What could YT do to handle this fairly on a policy scale? The situation sounds terrible but you can understand why they won't override their own security for someone. He might have a rock solid individual case but on a large scale it'll open a new fraud angle and would require resources to prevent this becoming a net harm.

Perhaps they could add a stand-down period and require 2FA for account authorisation changes? That would prevent surprise lock-outs at least. 

Also the IC3 sounds like a mistake but it's understandable that most people would panic in this situation.


----------



## el-bo (Feb 20, 2020)

Buz said:


> What could YT do to handle this fairly on a policy scale? The situation sounds terrible but you can understand why they won't override their own security for someone. He might have a rock solid individual case but on a large scale it'll open a new fraud angle and would require resources to prevent this becoming a net harm.
> 
> Perhaps they could add a stand-down period and require 2FA for account authorisation changes? That would prevent surprise lock-outs at least.
> 
> Also the IC3 sounds like a mistake but it's understandable that most people would panic in this situation.



I'd have suggested that these cases do indeed need to be considered on an individual basis. But I guess you're right in suggesting that could be problematic.

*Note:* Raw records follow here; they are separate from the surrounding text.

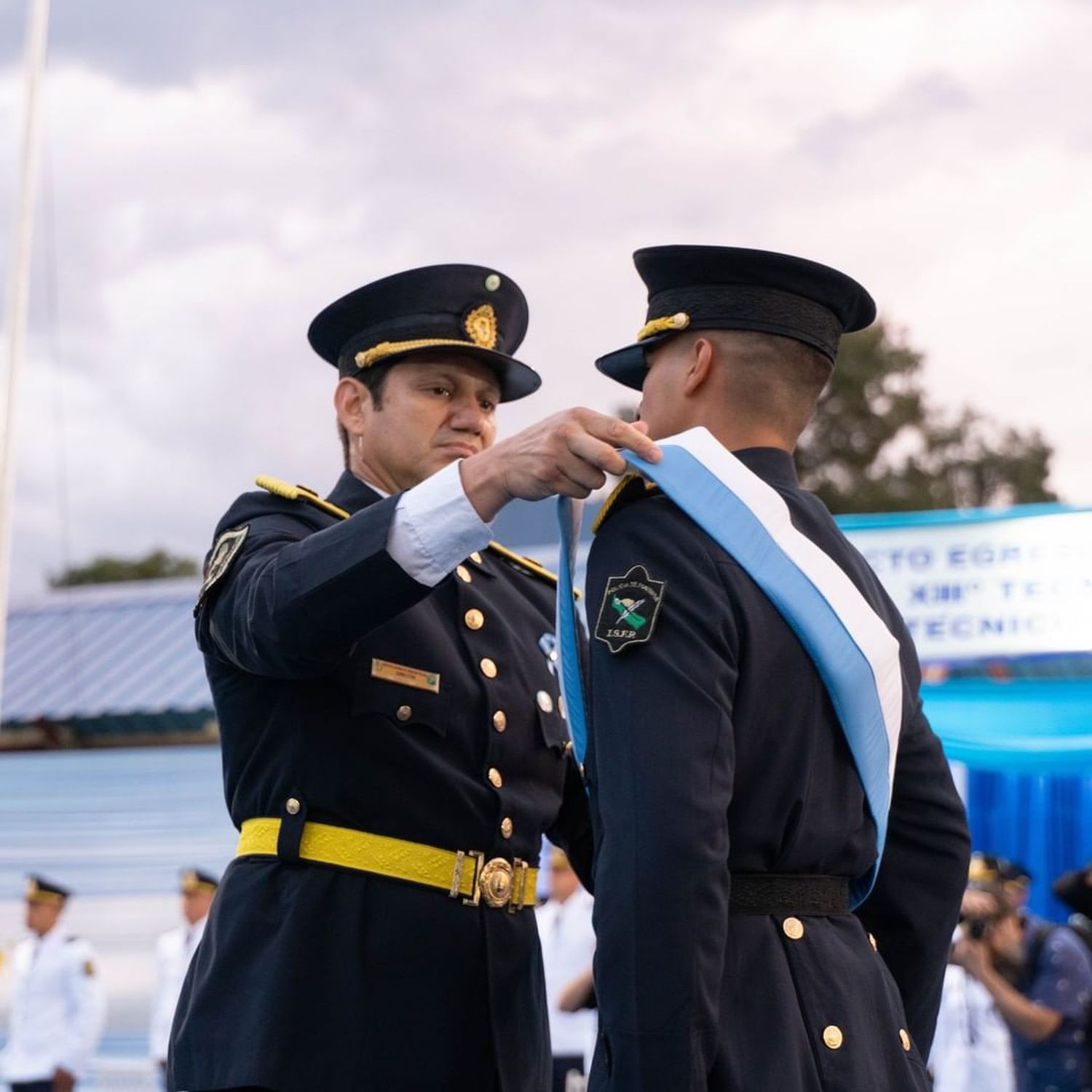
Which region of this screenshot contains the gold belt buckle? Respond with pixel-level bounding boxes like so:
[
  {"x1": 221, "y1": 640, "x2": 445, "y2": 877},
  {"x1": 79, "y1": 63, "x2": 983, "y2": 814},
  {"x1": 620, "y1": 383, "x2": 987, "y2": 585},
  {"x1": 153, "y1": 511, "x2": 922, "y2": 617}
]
[
  {"x1": 478, "y1": 858, "x2": 513, "y2": 910},
  {"x1": 449, "y1": 850, "x2": 529, "y2": 914}
]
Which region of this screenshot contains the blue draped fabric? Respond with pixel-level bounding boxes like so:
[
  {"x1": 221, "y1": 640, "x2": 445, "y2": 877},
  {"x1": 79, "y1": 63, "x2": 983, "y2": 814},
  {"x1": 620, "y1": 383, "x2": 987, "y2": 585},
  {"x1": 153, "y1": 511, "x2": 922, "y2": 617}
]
[
  {"x1": 922, "y1": 678, "x2": 1092, "y2": 775},
  {"x1": 968, "y1": 770, "x2": 1092, "y2": 922}
]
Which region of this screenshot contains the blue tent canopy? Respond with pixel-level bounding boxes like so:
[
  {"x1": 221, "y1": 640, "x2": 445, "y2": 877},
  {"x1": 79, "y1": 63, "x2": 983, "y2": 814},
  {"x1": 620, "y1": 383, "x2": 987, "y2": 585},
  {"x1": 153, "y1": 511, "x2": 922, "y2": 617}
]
[{"x1": 922, "y1": 678, "x2": 1092, "y2": 775}]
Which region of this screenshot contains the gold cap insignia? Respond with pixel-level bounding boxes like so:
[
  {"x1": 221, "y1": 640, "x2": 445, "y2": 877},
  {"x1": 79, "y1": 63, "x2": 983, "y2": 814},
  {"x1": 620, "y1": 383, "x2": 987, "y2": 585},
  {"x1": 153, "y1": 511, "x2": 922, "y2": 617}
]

I just hope he gets his access back, and, more importantly, he doesn't lose any non-YT business.


----------



## Zedcars (Feb 20, 2020)

Maybe there’s a grey hat hacker already trying to get it back for him. That would be awesome. Beat them at their own lame game.


----------



## patrick76 (Feb 20, 2020)

F google. Pathetic. Not surprising though.


----------



## ironbut (Feb 20, 2020)

What a mess!
Good luck and fingers crossed that justice will prevail!


----------



## Consona (Feb 23, 2020)

I'm really curious how will the situation progress. It would be utmost absurd if such a giant as Google could not fix things and help David in this situation. Hope everything turns out well!


----------



## el-bo (Feb 23, 2020)

Consona said:


> I'm really curious how will the situation progress. It would be utmost absurd if such a giant as Google could not fix things and help David in this situation. Hope everything turns out well!



Was just coming to post an update. He has the channel back


----------



## el-bo (Feb 23, 2020)

Definitely worth checking out, for anybody not yet subscribed!


----------



## Consona (Feb 23, 2020)

el-bo said:


> Was just coming to post an update. He has the channel back



Thx for the update. Good to hear they set the things right.


----------



## el-bo (Feb 23, 2020)

Consona said:


> Thx for the update. Good to hear they set the things right.



Indeed! He will be posting an update in the coming days. Will be quite interesting to hear how it all went down.


----------



## GNP (Apr 23, 2020)

His YouTube channel is down...AGAIN.


----------



## el-bo (Apr 23, 2020)

GNP said:


> His YouTube channel is down...AGAIN.



So it seems. Another member on KVR heard from him, and apparently whoever was responsible for the previous hack was able to upload copyrighted material to the channel...resulting in channel termination.
I don't really follow people outside of YT, so I don't know if David has posted any more info on his other social media.


----------



## GNP (Apr 23, 2020)

el-bo said:


> So it seems. Another member on KVR heard from him, and apparently whoever was responsible for the previous hack was able to upload copyrighted material to the channel...resulting in channel termination.
> I don't really follow people outside of YT, so I don't know if David has posted any more info on his other social media.



Damn it!


----------



## JEPA (Apr 23, 2020)

Lesson to learn: don't build a business based on Youtube


----------



## GNP (Apr 23, 2020)

JEPA said:


> Lesson to learn: don't build a business based on Youtube



Lol. However, there are plenty of YouTubers who haven't had anything bad happen to them. Also, David mentioned YouTube isn't his primary source of income. I just don't understand why he's targeted.


----------



## GNP (Apr 23, 2020)

Oh wait a minute, his channel is BACK!


----------



## RogiervG (May 9, 2020)

i understand his anger and feeling stolen from. sure...but with these arguments given he makes google the bad boy in the whole... but its not their fault. its mixbus its own risc. simple. access to the channel became possible due to faulty on the hand of mixbus. channels arent hacked, which means gaining access by abusing the code weaknesses and implementations, no they are takenover because they gained access to the credentials on forehand. might be a weak password, dictionary based, or a leak on his computer or network in his household or studio. the blame lays at his side of things. the eula of youtube states on forehand what their policy is in security sense.


----------